Lorraine Minnite, a professor at Rutgers University in Camden, New Jersey, and author of The Myth of Voter Fraud, called the DeMuro case a “particularly boneheaded” conspiracy, adding: “It’s important to not generalise about the frequency of fraudulent conspiracies like this from one egregious case.”
Some Republicans complained of fraud after Republican Mitt Romney failed to win a single vote in dozens of Philadelphia wards when he challenged Barack Obama in 2012.
Yet Philadelphia’s registered voters are 87 per cent Democratic. Walking through neighbourhoods in north Philadelphia that are heavily black — and poor — it is easy to see how candidate Romney, a Mormon private equity executive, might fall flat.
The larger question by the food bank at 22nd and Berks Streets, according to Donnell Drinks, is not which candidate voters favour but whether they will cast a ballot at all.
“We’re frustrated every four years in these communities,” said Mr Drinks, as he wandered past rows of decaying apartments interrupted by green plots where condemned buildings once stood. Some were tidy; others were strewn with trash. A police van raced past, sirens waling. “People look at it as: do we really have a choice? Neither candidate is going to do shit for me.”
Not so Mr Drinks. He was jailed for murder at age 17, and spent 27 years behind bars — some of them on death row until a Supreme Court decision altered his sentence. In prison he became consumed with politics. “You start paying attention to Supreme Court justices because it affects you,” he explained.
Since his release two years ago he has gone to work for the American Civil Liberties Union trying to persuade his neighbours of the importance of voting. For safety reasons he has been forced to conduct much of his outreach online. Like everyone else, he worries about the logistical hurdles posed by a sudden switch to large-scale mail ballots.

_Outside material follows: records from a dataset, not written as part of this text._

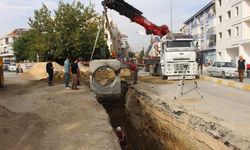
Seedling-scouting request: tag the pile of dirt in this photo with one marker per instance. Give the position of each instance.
(38, 72)
(20, 130)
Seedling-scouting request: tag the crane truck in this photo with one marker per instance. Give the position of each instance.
(175, 50)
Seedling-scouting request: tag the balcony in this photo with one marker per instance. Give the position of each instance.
(246, 28)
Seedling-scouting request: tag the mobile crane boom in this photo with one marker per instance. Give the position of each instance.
(135, 15)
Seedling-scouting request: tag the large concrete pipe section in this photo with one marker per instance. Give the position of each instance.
(105, 77)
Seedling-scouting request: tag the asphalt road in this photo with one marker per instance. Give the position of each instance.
(246, 79)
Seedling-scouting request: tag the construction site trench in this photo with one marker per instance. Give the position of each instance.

Still, Mr Drinks is convinced the president and the pandemic will provide plenty of motivation for Philadelphians, regardless. “The pandemic has created a sense of urgency about it,” he said. “You can’t go two or three steps without finding someone who’s been affected by it.”

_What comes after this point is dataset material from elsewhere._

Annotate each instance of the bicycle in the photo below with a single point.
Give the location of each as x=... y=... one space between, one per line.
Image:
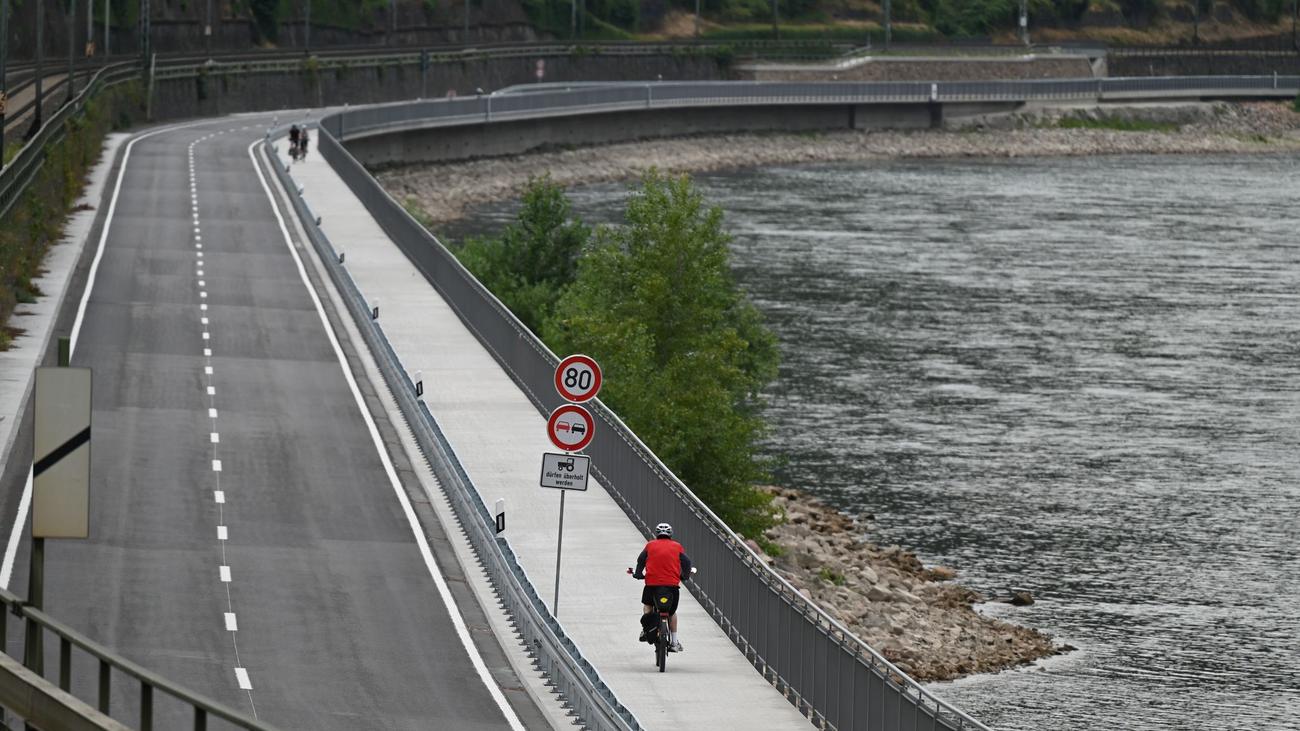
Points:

Warren Green, a truck driver who was unloading cargo at the food bank, agreed. “This is all a strategy to try to get Trump back in,” Mr Green, 71, said of the president’s complaints about voter fraud in Philadelphia.
He had once harboured hopes that Mr Trump might try to unify the nation — but no longer. Mr Green and his wife had already requested their mail ballots, he said, adding: “I’m voting out of respect for people who gave their lives so I have the right.”